Some decisions interpret this analysis as consisting of a "threshold phase" in which the movant must satisfy three requirements and, if that showing is made, a "balancing phase" in which the court attempts "to minimize the cost of potential error." Girl Scouts of Manitou Council, Inc. v. Girl Scouts of USA, Inc., 549 F.3d 1079, 1086 (7th Cir. 2008).

In the instant case, working through the "threshold phase," having carefully reviewed the evidence and heard counsel's arguments, the Court FINDS that absent a preliminary injunction, Price will suffer irreparable harm "in the interim period prior to final resolution of [his] claims," that traditional legal remedies would be inadequate, and that his claim "has some likelihood of succeeding on the merits."Girl Scouts at1086.

As to the irreparable injury and inadequate remedy at law, the federal courts have consistently held that the potential chilling effect on free speech constitutes a clear threat of irreparable harm, for which there is no adequate legal remedy. Indeed, in Christian Legal Society v. Walker, 453 F.3d 853, 859 (7th Cir. 2006), the Seventh Circuit stressed: "The loss of First Amendment freedoms is presumed to constitute an irreparable injury for which money damages are not adequate, and injunctions protecting First Amendment freedoms are always in the public interest." Id. (emphasis added), citing Joelner v.
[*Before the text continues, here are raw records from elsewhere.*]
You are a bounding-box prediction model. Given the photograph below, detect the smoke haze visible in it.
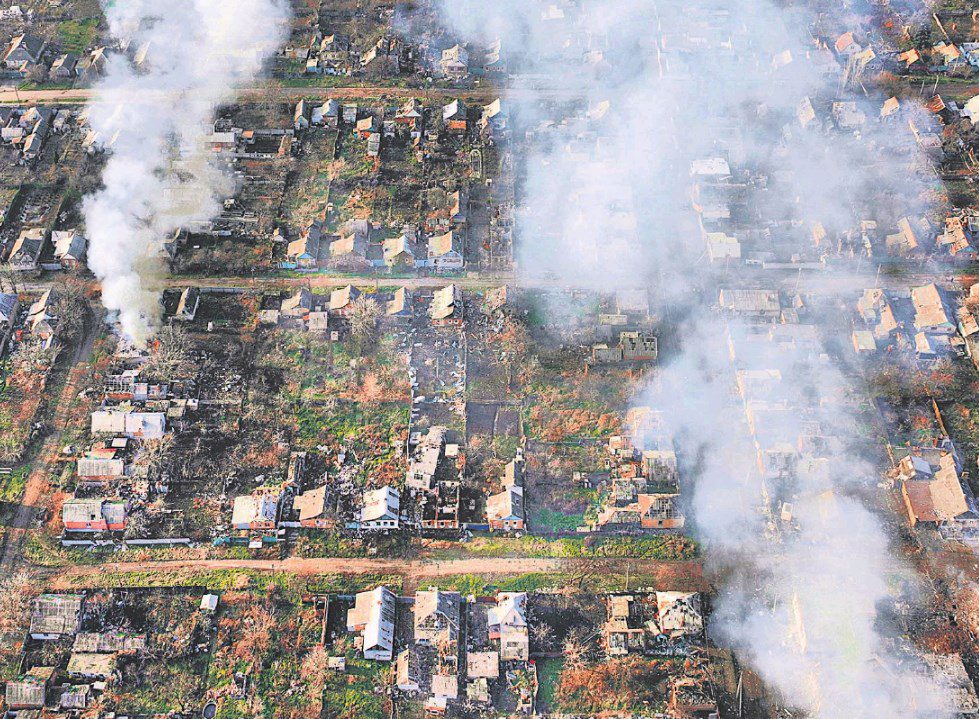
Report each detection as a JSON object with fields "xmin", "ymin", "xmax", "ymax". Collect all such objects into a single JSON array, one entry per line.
[
  {"xmin": 83, "ymin": 0, "xmax": 288, "ymax": 345},
  {"xmin": 432, "ymin": 0, "xmax": 951, "ymax": 719}
]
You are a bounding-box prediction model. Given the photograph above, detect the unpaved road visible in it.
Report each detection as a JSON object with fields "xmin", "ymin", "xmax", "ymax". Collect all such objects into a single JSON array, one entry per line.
[
  {"xmin": 0, "ymin": 86, "xmax": 581, "ymax": 105},
  {"xmin": 0, "ymin": 313, "xmax": 102, "ymax": 571},
  {"xmin": 51, "ymin": 557, "xmax": 706, "ymax": 588}
]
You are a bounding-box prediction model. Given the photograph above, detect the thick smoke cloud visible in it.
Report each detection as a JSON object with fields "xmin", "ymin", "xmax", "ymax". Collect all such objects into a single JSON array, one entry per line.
[
  {"xmin": 432, "ymin": 0, "xmax": 950, "ymax": 719},
  {"xmin": 84, "ymin": 0, "xmax": 288, "ymax": 344}
]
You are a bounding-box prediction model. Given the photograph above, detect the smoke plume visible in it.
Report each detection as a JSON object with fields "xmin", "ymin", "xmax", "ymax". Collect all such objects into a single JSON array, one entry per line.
[
  {"xmin": 83, "ymin": 0, "xmax": 288, "ymax": 344},
  {"xmin": 432, "ymin": 0, "xmax": 948, "ymax": 719}
]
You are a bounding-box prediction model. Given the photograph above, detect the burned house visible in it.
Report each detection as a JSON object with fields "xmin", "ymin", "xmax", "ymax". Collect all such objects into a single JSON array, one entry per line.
[
  {"xmin": 29, "ymin": 594, "xmax": 85, "ymax": 640},
  {"xmin": 347, "ymin": 586, "xmax": 397, "ymax": 662}
]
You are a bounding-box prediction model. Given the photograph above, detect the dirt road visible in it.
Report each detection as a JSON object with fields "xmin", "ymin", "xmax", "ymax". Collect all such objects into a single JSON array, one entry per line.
[
  {"xmin": 0, "ymin": 317, "xmax": 101, "ymax": 571},
  {"xmin": 0, "ymin": 86, "xmax": 580, "ymax": 105},
  {"xmin": 52, "ymin": 557, "xmax": 705, "ymax": 588}
]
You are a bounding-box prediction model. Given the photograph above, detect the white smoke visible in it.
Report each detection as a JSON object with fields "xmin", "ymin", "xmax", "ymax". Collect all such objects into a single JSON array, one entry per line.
[
  {"xmin": 428, "ymin": 0, "xmax": 949, "ymax": 719},
  {"xmin": 83, "ymin": 0, "xmax": 288, "ymax": 344}
]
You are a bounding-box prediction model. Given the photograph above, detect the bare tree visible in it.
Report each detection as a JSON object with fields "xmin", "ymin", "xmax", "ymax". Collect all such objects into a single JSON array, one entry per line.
[
  {"xmin": 143, "ymin": 325, "xmax": 192, "ymax": 379},
  {"xmin": 53, "ymin": 276, "xmax": 89, "ymax": 340},
  {"xmin": 564, "ymin": 627, "xmax": 591, "ymax": 669},
  {"xmin": 299, "ymin": 645, "xmax": 330, "ymax": 701},
  {"xmin": 350, "ymin": 297, "xmax": 381, "ymax": 354},
  {"xmin": 0, "ymin": 264, "xmax": 20, "ymax": 294}
]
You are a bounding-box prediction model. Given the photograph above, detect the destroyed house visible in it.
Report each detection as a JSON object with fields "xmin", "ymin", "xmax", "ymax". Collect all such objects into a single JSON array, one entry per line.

Village of Washington Park, 378 F.3d 613, 620 (7th Cir. 2004), and Elrod v. Burns, 427 U.S. 347, 373 (1976)("The loss of First Amendment freedoms, for even minimal periods of time, unquestionably constitutes irreparable injury"). Accord Brownsburg Area Patrons Affecting Change v. Baldwin, 137 F.3d 503, 507 (7th Cir. 1998).

Plaintiff has met his burden of demonstrating that he will suffer irreparable harm in the absence of preliminary injunctive relief and that he lacks an adequate legal remedy. The pending charges target his protected expression, and the anxiety of the trial and potential fine inhibit his speech. Defendants' actions also have a chilling effect on the speech of other union members who may want to voice their opposition to Local 57 but fear that they risk being subjected to charges and trial, like Plaintiff Price -- who is an elected delegate serving on the District Council.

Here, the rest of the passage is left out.